In the “background” step, we aim to remove these three contributions together. In theory, a simple average over a far-range window is enough; however, because of induced signal, a (weighted) linear regression on the far-range background is often preferred to correct the induced component. The fitted slope should be small; a large slope indicates significant induced signal or another issue.

Warning

A steep regression slope in the background fit is a red flag. Check for afterpulsing, bright clouds, or stray light. Consider narrowing the background altitude window or using robust (weighted) regression.

Note

Keep the background window away from cloud layers and from the maximum range where digitizer artifacts may appear.

background example

Example of background correction#

Desaturation#

Detectors saturate when they receive too much light: beyond a threshold they no longer count linearly, and even before hard saturation they undercount photons. Several parametric models exist to correct for this behavior (e.g., Pelon model), with parameters that may evolve as the detector ages.

Warning

Saturation parameters are instrument- and channel-dependent and may drift with time. Recalibrate regularly using controlled acquisitions or low-altitude cloud returns.

Tip

After desaturation, compare corrected signals to the simulated/expected dynamic range to ensure consistency.

desaturation example

Study of signal desaturation using the Müller method#

Geometrical factor#

The geometrical factor quantifies how well the telescope field of view overlaps the laser beam. It is 0 when there is no overlap (laser out of the FOV), 1 when fully overlapped, and in-between for partial overlap.

Note

Overlap can be provided by measurement, by optical modeling, or estimated during clear, aerosol-free conditions using molecular returns.

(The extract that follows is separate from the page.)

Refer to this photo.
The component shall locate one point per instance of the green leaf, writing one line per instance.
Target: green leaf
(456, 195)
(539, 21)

geometrical factor example

Example of a geometrical factor#

Signal gluing (channel merging)#

Because detectors operate over limited dynamic ranges, multiple channels are often used to cover the full altitude range. Gluing (merging) combines overlapping channels into a single continuous profile.

Tip

Use overlap ranges with stable SNR and no saturation on either channel. Track and apply vertical shifts if timing offsets or bin origins differ.

gluing example

Example of channel gluing between a high-range (orange) and a low-range (blue) channel. Left: raw channels; middle: glued signal; right: applied merging weights (here, cosine/sine-squared). A vertical shift of the high-range channel relative to the low-range one is also applied.#

Signal filtering#

Filtering reduces noise and increases the usable altitude range. Because noise is signal-dependent (and thus altitude-dependent), an altitude-adaptive filter width is often used: at low altitudes (high SNR) we use short windows (high resolution); at high altitudes (low SNR) we use longer windows (lower resolution).

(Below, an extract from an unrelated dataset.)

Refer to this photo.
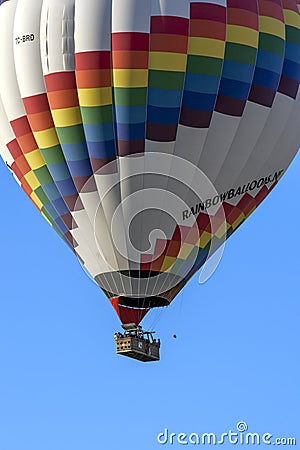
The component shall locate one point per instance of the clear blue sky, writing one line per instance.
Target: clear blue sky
(236, 357)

Filtering trades noise for resolution: averaging over more points reduces noise but lowers the number of independent samples.

Warning

Excessive smoothing can bias gradients and degrade the DIAL derivative. Validate window lengths against known structures (e.g., tropopause, aerosol layers).

filtering example

Example of filtering. Left: filtered (orange) vs raw (blue) signal; middle: reduced uncertainty for the filtered signal; right: effective vertical resolution increasing with altitude (e.g., from 50 m at 4 km to ~400 m at 40 km).#

Aerosol retrieval#

We retrieve aerosol backscatter using the Klett method. This applies to Rayleigh-Mie channels at wavelengths not perturbed by absorbing gases (e.g., not the ozone ON channel).

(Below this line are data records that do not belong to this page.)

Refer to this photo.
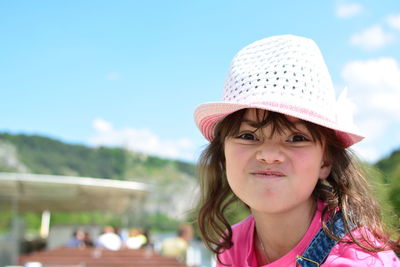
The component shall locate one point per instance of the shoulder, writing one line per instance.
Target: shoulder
(350, 254)
(353, 255)
(242, 238)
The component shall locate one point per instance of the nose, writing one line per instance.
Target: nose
(269, 153)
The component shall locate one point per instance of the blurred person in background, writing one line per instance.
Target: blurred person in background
(77, 239)
(136, 239)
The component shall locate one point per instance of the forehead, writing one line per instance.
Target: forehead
(259, 115)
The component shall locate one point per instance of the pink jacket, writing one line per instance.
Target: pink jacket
(241, 254)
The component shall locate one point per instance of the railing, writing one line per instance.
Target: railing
(95, 257)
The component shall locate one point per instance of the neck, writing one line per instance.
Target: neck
(280, 233)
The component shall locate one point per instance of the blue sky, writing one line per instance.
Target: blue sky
(130, 73)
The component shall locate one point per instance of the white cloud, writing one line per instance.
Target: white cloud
(113, 76)
(374, 86)
(102, 125)
(141, 140)
(371, 38)
(348, 10)
(375, 83)
(393, 21)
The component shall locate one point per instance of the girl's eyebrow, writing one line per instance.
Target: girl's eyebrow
(251, 123)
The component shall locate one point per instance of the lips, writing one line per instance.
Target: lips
(268, 174)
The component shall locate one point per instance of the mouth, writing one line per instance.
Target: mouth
(268, 174)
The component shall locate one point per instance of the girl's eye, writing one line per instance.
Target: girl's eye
(247, 136)
(297, 138)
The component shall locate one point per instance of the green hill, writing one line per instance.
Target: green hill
(43, 155)
(163, 209)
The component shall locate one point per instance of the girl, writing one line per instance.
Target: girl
(278, 143)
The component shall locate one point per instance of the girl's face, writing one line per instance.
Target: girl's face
(276, 172)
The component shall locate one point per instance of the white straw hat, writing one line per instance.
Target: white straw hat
(285, 74)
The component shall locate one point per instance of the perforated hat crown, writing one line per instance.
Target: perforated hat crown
(285, 74)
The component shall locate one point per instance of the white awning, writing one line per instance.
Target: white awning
(37, 192)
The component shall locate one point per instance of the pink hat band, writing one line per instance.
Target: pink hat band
(285, 74)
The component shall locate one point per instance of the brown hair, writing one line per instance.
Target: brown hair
(345, 187)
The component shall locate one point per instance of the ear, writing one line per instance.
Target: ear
(325, 169)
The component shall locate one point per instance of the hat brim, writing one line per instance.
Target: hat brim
(208, 115)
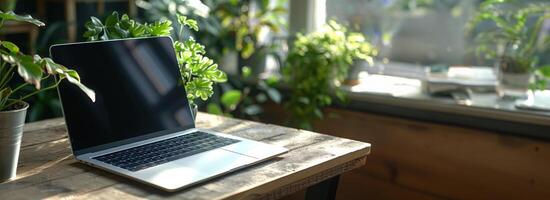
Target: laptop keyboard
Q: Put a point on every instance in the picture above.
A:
(156, 153)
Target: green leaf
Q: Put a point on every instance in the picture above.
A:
(96, 22)
(253, 110)
(161, 28)
(231, 98)
(29, 70)
(10, 46)
(112, 20)
(183, 20)
(213, 108)
(545, 71)
(199, 88)
(246, 71)
(274, 95)
(24, 18)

A common diagnostic is the backscatter ratio (BSR): the ratio of total backscattered signal to purely molecular backscatter. A BSR of 1 indicates no aerosols; values > 1 indicate aerosol presence. Values < 1 suggest inconsistencies or errors.

Note

Choose a molecular reference altitude where aerosol load is minimal (e.g., upper stratosphere), or provide an external reference if needed.

backscatter ratio example

Example of backscatter ratio#

Ozone retrieval#

Starting from the LIDAR equation for a Rayleigh channel:

\[P(\lambda_r, z) = K(\lambda_e, \lambda_r)\,\frac{A}{(z-z_0)^2}\,\beta(\lambda_e, \lambda_r, z)\, \exp\!\left(-\sum_i \big(\tau_i(\lambda_e, z) + \tau_i(\lambda_r, z)\big)\right)\]

with:

  • \(P\): received power (counts)

  • \(\lambda_e\): emission wavelength

  • \(\lambda_r\): reception wavelength

  • \(z\): altitude

  • \(K\): instrumental constant

  • \(A\): solid angle (or overlap term)

  • \(\beta\): volume backscatter coefficient

  • \(\tau_i\): optical depth of atmospheric constituent \(i\) (major gases N2, O2, aerosols, and minor constituents e.g., O3, SO2, …)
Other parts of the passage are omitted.